The University of Orleans states that money „is an asset, accepted by all, which allows a debt to be paid off easily, quickly However, the same institution also maintains that an economic good must comply with the condition of: „being scarce… (that is) produced in a limited quantity“.
Saifedean Ammoud comments in his book The Bitcoin Pattern that
„Scarcity is the starting point of every economy, and it is not possible to produce unlimited quantities of all inputs; it is necessary to make concessions“
History has shown us that the current and prevailing monetary debt policy of a system that makes NO concessions, has proved to be a perfect trigger for the creation of innumerable local and global economic recessions, as well as chaotic social systems, where economic variables such as inflation push prices to perfectly imitate the effervescence of the foam expelled by a freshly shaken soda bottle.

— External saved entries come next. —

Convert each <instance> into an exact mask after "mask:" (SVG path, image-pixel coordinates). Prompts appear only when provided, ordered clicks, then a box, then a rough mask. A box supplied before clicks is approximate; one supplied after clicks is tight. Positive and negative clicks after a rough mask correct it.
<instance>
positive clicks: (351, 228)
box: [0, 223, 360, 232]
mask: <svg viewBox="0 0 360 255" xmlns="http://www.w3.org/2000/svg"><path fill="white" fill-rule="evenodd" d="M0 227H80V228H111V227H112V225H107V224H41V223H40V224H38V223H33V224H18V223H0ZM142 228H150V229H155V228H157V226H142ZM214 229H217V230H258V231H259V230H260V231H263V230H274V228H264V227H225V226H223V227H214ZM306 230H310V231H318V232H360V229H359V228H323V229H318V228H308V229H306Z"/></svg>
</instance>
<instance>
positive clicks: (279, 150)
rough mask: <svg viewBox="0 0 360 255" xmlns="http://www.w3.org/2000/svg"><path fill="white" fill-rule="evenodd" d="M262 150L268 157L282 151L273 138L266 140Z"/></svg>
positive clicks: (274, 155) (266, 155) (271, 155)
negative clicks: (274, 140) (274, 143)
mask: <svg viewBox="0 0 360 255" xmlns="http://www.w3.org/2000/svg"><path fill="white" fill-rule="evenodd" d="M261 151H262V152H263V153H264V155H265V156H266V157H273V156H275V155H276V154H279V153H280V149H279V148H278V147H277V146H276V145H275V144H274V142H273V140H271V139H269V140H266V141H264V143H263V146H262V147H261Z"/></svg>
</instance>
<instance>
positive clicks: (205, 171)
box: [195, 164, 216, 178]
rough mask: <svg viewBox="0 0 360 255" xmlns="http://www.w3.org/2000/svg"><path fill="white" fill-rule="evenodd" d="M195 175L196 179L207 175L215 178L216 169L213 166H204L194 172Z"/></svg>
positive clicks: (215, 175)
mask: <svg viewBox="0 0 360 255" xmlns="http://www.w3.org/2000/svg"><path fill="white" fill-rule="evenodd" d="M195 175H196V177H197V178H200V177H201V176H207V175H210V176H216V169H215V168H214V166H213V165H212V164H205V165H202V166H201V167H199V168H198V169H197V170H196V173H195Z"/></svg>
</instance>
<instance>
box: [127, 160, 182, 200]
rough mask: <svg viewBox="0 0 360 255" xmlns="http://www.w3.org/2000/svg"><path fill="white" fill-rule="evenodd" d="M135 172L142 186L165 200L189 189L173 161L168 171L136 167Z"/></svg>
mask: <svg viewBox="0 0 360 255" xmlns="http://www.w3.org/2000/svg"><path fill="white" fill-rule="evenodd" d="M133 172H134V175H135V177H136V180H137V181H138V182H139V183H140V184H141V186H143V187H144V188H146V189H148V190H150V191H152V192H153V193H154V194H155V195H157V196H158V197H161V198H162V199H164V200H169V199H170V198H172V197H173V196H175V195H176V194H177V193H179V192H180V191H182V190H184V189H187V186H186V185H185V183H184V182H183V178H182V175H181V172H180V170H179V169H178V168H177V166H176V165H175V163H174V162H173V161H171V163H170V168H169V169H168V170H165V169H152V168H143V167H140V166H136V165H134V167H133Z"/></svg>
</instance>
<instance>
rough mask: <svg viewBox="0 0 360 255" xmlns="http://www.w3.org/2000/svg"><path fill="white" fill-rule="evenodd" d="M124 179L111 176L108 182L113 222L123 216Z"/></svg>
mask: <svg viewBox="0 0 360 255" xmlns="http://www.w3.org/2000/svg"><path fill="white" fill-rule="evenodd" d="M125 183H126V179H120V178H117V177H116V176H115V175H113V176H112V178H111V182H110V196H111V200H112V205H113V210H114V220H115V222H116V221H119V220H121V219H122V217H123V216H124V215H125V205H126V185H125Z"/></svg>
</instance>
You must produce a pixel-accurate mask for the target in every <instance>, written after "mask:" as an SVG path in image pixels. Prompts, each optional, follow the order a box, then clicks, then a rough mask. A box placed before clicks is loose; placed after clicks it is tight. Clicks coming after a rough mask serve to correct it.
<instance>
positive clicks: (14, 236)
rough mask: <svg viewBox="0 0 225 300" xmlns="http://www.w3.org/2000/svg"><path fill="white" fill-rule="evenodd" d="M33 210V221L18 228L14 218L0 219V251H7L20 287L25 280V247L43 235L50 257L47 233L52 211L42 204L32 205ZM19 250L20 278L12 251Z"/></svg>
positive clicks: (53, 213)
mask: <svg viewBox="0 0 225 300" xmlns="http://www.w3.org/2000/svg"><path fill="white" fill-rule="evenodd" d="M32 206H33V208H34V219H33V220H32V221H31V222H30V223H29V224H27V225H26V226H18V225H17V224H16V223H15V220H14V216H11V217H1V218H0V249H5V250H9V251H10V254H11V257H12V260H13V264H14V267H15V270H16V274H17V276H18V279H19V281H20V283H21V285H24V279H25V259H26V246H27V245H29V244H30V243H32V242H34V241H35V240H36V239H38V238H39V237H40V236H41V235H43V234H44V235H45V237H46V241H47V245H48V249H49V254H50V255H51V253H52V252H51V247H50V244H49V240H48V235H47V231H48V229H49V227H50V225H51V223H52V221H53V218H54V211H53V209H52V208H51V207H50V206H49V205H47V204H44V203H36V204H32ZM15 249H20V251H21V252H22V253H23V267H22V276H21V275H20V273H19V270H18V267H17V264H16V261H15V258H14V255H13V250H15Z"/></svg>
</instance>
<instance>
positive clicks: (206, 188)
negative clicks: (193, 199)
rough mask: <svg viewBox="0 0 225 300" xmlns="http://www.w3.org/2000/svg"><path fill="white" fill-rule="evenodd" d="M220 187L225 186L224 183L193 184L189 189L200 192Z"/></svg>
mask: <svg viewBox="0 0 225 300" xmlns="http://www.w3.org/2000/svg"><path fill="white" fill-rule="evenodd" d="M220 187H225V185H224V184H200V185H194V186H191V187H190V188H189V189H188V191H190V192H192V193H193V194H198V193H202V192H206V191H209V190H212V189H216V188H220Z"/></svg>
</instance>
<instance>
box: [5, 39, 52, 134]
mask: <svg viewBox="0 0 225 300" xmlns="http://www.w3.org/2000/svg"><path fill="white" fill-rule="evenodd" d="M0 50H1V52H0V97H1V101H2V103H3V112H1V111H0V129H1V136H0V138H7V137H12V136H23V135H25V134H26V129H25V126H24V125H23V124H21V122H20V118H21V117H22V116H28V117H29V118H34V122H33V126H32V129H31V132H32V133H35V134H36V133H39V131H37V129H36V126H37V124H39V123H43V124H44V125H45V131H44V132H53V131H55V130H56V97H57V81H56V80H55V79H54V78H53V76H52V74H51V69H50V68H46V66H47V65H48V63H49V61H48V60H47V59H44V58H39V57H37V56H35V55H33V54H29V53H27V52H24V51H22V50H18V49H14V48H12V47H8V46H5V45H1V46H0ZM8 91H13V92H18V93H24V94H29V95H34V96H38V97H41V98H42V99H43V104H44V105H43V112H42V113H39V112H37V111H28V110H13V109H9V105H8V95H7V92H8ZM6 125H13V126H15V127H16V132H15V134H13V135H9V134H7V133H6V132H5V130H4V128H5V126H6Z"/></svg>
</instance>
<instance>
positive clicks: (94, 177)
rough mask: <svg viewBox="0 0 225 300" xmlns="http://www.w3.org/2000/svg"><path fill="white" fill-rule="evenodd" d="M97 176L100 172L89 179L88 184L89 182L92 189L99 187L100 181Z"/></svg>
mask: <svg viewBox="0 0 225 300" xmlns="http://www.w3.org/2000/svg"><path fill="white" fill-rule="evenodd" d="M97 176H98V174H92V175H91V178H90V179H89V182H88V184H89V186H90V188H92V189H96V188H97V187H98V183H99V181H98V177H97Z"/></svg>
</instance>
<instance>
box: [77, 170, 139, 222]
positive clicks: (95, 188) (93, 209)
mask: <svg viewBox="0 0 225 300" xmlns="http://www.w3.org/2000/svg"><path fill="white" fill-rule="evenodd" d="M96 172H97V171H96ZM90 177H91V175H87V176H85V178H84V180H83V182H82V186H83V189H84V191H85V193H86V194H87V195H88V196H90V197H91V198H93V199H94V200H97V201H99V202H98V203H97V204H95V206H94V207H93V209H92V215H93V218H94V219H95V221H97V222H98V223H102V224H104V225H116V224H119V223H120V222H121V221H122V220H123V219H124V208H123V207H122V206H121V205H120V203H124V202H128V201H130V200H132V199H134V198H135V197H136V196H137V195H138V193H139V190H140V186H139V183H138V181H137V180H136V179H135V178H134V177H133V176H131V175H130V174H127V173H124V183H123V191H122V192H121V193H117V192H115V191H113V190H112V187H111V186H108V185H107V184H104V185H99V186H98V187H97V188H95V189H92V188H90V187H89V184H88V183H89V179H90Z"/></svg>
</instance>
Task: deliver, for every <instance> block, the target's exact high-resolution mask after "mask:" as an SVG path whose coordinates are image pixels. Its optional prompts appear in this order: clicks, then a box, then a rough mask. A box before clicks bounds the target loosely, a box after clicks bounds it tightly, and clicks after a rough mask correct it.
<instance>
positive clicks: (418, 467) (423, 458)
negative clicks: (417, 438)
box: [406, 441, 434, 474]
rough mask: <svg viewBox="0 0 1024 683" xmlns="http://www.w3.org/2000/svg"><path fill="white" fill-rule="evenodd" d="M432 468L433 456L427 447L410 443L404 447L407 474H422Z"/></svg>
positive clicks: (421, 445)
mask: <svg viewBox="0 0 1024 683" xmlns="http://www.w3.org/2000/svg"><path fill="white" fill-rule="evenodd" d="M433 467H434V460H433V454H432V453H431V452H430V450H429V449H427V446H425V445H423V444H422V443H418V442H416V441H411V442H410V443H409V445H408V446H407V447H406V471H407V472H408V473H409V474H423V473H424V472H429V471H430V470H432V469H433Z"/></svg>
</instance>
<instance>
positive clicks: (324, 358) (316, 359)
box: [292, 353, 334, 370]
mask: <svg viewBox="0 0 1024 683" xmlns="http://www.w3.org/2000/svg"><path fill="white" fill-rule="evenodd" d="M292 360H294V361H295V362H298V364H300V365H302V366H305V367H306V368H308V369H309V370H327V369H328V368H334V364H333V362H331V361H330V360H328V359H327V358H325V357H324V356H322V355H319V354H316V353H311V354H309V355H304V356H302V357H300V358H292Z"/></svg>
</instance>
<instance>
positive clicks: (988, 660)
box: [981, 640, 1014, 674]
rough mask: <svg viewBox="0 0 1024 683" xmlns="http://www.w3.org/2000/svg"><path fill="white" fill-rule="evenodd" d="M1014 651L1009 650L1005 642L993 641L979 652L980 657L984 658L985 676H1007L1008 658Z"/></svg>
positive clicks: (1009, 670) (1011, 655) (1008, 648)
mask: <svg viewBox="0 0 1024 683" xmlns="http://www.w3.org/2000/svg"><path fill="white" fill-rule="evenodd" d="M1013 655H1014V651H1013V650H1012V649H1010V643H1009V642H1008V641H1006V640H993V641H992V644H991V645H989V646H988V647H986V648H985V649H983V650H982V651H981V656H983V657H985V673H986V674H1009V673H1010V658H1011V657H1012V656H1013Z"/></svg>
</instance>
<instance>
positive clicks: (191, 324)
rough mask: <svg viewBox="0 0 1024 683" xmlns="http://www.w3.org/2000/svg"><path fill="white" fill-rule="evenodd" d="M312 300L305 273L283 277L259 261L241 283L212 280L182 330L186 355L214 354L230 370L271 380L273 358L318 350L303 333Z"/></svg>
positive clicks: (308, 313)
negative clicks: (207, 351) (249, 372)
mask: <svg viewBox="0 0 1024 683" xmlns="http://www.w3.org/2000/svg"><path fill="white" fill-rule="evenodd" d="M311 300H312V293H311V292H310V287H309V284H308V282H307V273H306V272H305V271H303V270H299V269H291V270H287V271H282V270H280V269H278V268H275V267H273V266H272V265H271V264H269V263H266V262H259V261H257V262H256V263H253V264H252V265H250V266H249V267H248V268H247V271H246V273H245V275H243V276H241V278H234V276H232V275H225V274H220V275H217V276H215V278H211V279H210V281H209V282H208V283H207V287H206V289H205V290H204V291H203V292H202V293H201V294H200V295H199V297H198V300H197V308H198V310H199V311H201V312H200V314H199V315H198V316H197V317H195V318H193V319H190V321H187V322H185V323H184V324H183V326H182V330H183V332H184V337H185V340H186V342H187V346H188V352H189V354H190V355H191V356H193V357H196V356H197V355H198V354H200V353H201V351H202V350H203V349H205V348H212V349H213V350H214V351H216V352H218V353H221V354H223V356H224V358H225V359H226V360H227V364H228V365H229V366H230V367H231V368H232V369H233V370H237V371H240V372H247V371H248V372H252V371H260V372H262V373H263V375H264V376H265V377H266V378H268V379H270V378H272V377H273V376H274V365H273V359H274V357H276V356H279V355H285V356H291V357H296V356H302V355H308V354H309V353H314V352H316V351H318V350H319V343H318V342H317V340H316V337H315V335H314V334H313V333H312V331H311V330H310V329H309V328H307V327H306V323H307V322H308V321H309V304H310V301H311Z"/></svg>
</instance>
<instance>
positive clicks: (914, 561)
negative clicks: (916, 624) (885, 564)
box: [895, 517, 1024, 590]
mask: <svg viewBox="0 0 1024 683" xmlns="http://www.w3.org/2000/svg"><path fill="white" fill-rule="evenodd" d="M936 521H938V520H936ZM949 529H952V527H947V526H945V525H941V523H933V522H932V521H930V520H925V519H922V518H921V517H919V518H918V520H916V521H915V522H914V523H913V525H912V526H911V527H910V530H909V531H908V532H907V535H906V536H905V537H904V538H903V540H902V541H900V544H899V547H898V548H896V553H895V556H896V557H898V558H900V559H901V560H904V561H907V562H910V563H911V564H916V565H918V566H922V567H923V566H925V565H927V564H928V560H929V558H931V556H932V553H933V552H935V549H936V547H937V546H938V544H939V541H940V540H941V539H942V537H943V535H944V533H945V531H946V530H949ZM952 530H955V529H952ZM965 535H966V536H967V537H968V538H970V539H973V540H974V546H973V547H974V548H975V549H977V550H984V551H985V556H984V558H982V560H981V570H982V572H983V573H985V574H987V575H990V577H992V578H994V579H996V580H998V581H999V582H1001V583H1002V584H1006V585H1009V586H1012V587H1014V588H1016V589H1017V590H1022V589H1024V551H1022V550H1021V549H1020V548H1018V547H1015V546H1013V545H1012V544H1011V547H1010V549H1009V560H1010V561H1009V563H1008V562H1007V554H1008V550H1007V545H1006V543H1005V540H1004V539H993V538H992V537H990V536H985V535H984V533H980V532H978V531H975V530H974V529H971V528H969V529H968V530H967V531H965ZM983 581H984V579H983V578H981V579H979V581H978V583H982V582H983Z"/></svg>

The words of the master Andreas Antonopoulos in his work „The Internet of Money“, are much more than eloquent in expressing the nature of money today:
„…in a system based on debt, one of the two parties will always be the slave“
Without delving into specific issues of a monetary nature, such as the fractional reserve system, today’s money known as Fiat, derives its term from the first word God mentioned in the Latin version of Genesis: „Fiat lux“ (let there be light), based on the divine ability to create something from nothing and only through the power of the word. In this way, the value safeguard (SoV) functionality of the different state currencies, and especially after the abandonment of the gold standard in August 1971, by the administration of President Richard Nixon triggered an accelerated depreciation in the value of the money of the nations.